Custom brokerage firms who are well-equipped with automated solutions like ETD (Electronic Trade Documents) can also be of service to suppliers. Using ETD, suppliers can submit commercial invoices electronically at the point of preparing shipments. Custom brokerage firms like George Baker Shipping, UKCS and Langdon Systems all possess this capability. Additionally, firms such as Shapiro provide solutions like custom invoice development, customs brokerage application development and custom clearance platform development, while MultiFreight offers a business intelligence reporting tool that gives the user total visibility of their business data. Meanwhile, custom brokerage firms who still rely on the traditional way of manually moving files will only make the process more difficult for themselves and their clients.
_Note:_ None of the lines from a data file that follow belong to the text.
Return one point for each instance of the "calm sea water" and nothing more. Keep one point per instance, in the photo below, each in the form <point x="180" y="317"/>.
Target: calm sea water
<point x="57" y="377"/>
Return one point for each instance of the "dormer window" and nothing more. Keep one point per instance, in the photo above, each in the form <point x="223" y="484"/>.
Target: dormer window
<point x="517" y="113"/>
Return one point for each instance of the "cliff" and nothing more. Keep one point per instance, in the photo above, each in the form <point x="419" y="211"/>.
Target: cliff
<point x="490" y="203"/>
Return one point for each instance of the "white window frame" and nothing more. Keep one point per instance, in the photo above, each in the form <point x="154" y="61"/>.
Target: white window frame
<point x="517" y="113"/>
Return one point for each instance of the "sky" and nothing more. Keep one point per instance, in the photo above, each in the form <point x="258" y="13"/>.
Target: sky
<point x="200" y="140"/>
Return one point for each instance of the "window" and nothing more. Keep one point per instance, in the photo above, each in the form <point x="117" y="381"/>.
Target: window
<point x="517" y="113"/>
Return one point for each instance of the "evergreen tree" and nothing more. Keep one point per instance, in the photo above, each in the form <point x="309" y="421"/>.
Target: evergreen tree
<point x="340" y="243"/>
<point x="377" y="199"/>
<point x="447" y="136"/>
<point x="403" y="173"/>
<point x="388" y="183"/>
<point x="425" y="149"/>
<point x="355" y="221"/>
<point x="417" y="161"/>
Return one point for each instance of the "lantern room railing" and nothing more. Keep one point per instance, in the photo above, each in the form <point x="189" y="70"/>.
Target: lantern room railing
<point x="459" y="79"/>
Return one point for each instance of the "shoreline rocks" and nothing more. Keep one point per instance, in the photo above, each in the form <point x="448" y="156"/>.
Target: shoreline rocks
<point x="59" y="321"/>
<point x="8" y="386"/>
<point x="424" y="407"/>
Automation is clearly the way forward in a post Brexit world.
As the potentially final deadline of Brexit approaches, buyers are beginning to stock up on goods so that they are not short on supplies in the difficult times ahead. Buyers are highly advised to set Incoterms to avoid confusion. Delays are to be expected post-Brexit, so buyers must keep track of lead times and plan accordingly. Custom brokerages with automated systems would be invaluable to buyers in such a situation and one can expect many will look towards brokers to smoothen the transition and deal with the shocks. Custom brokerage firms can save businesses in the UK from problems by filling the gaps created in the market because of Brexit’s lack of clarity in changed laws. In the end, Brexit is expected to increase the business value proposition of custom brokerages substantially and should emerge as a profit-making scenario for the industry.